North Carolina National Guard Soldiers of C Company 1-120th Infantry Regiment, 30th Armor Brigade Combat Team out of Elizabeth Town N.C. transport evacuees fleeing Hurricane Florence in New Bern NC.
When Hurricanes Florence and Michael struck the southeast coast of the United States late in the summer of 2018, Army National Guard Soldiers, civilian first responders and everyday residents banded together to offer shelter, food and aid to those most impacted by the storms’ devastation.
Over 6,600 National Guard members, sent from at least 28 States, were sent to support the States of North and South Carolina in recovery from Hurricane Florence. That type of unity is what South Carolina’s Adjutant General MG Robert Livingston described as the most effective tool in alleviating the destruction of hurricanes. “Everything is unified,” he said.
At a quarter after seven o’clock in the morning on Sept. 14, 2018, the eye of Hurricane Florence made landfall on the coast of North Carolina, near Wrightsville Beach. The storm lingered. It crept over the landscape at just 6 miles-per-hour (mph), but with maximum sustained winds estimated at 90 mph – making it a slow-moving, yet deadly, Category 1 Hurricane, according to the National Hurricane Center.
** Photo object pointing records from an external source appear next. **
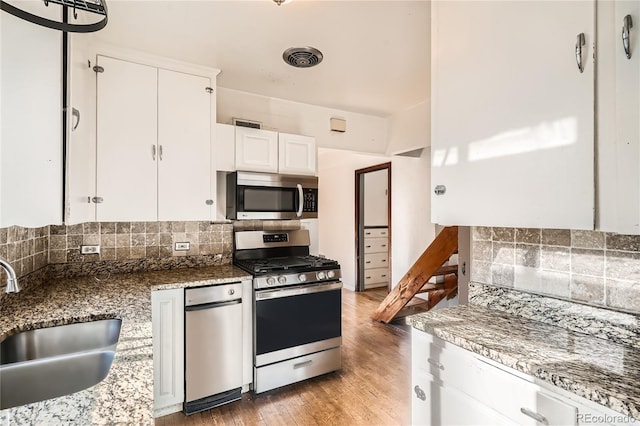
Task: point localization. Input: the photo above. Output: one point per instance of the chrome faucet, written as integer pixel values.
(12, 279)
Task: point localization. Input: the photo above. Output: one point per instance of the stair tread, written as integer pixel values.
(446, 269)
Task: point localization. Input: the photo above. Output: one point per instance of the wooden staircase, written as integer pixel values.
(401, 301)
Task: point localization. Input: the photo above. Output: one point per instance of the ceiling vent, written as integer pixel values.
(302, 57)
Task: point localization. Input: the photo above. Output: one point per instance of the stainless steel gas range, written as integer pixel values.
(297, 307)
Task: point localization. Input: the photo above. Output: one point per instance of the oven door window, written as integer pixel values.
(291, 321)
(264, 199)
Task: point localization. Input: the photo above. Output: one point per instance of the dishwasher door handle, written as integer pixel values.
(211, 305)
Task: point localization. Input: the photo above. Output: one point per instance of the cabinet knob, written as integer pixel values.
(420, 393)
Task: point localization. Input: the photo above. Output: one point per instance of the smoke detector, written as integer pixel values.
(302, 57)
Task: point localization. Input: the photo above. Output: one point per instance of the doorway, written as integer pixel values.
(373, 227)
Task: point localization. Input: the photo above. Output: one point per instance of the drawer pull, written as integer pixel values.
(535, 416)
(435, 363)
(302, 364)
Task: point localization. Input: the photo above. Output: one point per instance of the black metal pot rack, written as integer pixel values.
(93, 6)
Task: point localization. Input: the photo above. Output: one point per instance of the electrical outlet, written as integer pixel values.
(182, 246)
(90, 249)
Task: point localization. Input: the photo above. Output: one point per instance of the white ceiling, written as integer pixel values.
(376, 53)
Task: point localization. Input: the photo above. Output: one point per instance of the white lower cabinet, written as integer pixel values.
(167, 323)
(453, 386)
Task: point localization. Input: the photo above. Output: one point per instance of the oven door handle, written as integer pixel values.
(300, 200)
(296, 291)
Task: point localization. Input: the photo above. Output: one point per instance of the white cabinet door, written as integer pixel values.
(184, 147)
(618, 129)
(167, 319)
(256, 150)
(512, 115)
(127, 133)
(296, 154)
(31, 130)
(225, 147)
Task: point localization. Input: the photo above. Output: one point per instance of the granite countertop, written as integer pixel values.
(126, 395)
(597, 369)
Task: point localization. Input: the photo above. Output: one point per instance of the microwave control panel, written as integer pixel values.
(275, 238)
(310, 201)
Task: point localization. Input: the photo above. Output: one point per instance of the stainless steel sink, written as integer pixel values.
(48, 362)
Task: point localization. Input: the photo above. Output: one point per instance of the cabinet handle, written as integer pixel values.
(435, 364)
(579, 44)
(302, 364)
(535, 416)
(627, 24)
(420, 393)
(75, 113)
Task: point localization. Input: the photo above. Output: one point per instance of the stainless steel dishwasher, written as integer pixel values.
(213, 346)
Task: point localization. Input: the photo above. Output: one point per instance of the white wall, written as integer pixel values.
(410, 129)
(365, 133)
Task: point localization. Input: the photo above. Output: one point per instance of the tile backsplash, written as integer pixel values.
(592, 267)
(31, 249)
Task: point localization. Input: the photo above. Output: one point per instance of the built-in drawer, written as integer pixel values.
(376, 275)
(376, 260)
(376, 232)
(376, 245)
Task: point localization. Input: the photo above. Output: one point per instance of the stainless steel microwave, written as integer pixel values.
(271, 196)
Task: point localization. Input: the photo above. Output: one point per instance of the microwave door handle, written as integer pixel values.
(300, 200)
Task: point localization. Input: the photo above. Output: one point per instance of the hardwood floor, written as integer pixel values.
(371, 389)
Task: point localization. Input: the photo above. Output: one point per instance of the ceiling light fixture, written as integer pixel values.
(92, 6)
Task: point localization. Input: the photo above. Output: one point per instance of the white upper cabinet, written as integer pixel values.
(618, 112)
(184, 147)
(127, 135)
(31, 129)
(512, 114)
(256, 150)
(296, 154)
(154, 144)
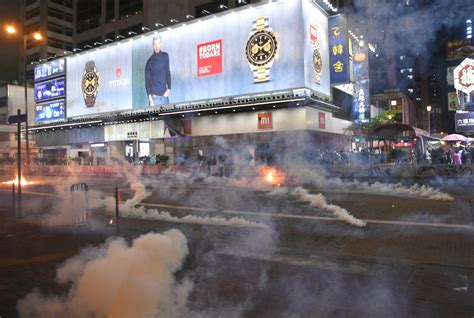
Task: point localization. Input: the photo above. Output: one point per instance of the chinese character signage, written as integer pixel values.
(464, 76)
(464, 122)
(49, 89)
(453, 104)
(338, 49)
(456, 50)
(49, 111)
(361, 99)
(322, 120)
(209, 57)
(265, 121)
(49, 70)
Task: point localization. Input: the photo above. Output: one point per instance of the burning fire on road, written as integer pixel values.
(272, 175)
(15, 181)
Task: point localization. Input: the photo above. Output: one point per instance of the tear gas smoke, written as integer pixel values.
(319, 201)
(317, 176)
(118, 280)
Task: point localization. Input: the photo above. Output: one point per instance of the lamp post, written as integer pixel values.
(428, 109)
(12, 30)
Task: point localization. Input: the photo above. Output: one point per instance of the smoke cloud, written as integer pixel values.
(118, 280)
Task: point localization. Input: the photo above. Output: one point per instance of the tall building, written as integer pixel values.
(53, 19)
(97, 22)
(10, 46)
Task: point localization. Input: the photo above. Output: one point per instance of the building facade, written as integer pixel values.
(217, 89)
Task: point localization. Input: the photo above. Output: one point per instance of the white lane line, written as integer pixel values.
(309, 217)
(32, 192)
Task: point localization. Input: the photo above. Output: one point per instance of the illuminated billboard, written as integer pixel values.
(241, 52)
(339, 49)
(49, 70)
(100, 81)
(49, 111)
(49, 89)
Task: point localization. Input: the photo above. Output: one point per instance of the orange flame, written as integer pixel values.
(272, 175)
(15, 181)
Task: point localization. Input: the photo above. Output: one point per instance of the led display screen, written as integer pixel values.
(49, 111)
(49, 70)
(266, 48)
(49, 89)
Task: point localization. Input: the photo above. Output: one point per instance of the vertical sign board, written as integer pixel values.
(361, 99)
(209, 58)
(265, 121)
(322, 120)
(464, 122)
(338, 49)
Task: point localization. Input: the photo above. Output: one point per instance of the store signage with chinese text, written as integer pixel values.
(464, 122)
(49, 89)
(338, 50)
(464, 76)
(361, 99)
(209, 58)
(456, 50)
(322, 120)
(265, 121)
(49, 70)
(53, 110)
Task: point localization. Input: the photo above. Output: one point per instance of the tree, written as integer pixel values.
(363, 129)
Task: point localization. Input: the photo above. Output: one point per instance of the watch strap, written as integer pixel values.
(260, 24)
(89, 99)
(261, 74)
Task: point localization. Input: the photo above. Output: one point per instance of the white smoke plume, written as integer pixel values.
(153, 214)
(319, 201)
(317, 176)
(120, 281)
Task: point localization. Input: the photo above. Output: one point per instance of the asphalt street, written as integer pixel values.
(413, 258)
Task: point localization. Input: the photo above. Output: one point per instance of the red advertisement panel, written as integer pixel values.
(265, 121)
(209, 57)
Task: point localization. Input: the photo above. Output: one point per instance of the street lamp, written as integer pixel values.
(11, 29)
(428, 109)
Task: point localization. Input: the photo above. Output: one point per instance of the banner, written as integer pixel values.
(339, 49)
(50, 111)
(49, 89)
(456, 50)
(453, 104)
(49, 70)
(240, 52)
(464, 122)
(361, 99)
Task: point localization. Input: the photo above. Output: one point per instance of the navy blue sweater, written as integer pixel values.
(157, 74)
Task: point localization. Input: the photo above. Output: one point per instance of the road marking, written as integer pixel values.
(284, 215)
(310, 217)
(32, 192)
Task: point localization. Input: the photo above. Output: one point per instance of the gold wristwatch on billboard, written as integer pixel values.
(90, 83)
(317, 63)
(261, 49)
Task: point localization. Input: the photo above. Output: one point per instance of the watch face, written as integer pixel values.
(90, 82)
(317, 62)
(261, 48)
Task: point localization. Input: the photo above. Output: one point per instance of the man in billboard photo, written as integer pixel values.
(157, 75)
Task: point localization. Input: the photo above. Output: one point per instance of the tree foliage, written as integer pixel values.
(363, 129)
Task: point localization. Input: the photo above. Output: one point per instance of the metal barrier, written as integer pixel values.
(80, 213)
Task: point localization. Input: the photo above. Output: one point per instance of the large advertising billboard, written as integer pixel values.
(50, 111)
(464, 122)
(49, 89)
(49, 70)
(100, 81)
(339, 49)
(264, 48)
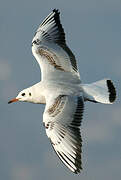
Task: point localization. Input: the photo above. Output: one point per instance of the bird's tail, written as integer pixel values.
(102, 91)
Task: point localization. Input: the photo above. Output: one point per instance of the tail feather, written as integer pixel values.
(102, 91)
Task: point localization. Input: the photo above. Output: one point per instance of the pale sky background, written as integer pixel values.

Thirteen States were unified in sending service members to join the more than 3,000 North Carolina National Guard members activated in response to the massive storm. Connecticut, Illinois, Indiana, Maryland, Michigan, Minnesota, Mississippi, Nebraska, New Jersey, New York, Oklahoma, Tennessee and Wisconsin National Guards sent Soldiers and Airmen to support North Carolina’s recovery effort. Air support vehicles included CH-47 Chinooks sent by five States; Black Hawk helicopters sent by 11 States; additional helicopters sent by the U.S. Coast Guard and other rotary wing aircraft sent by the North Carolina State Highway Patrol.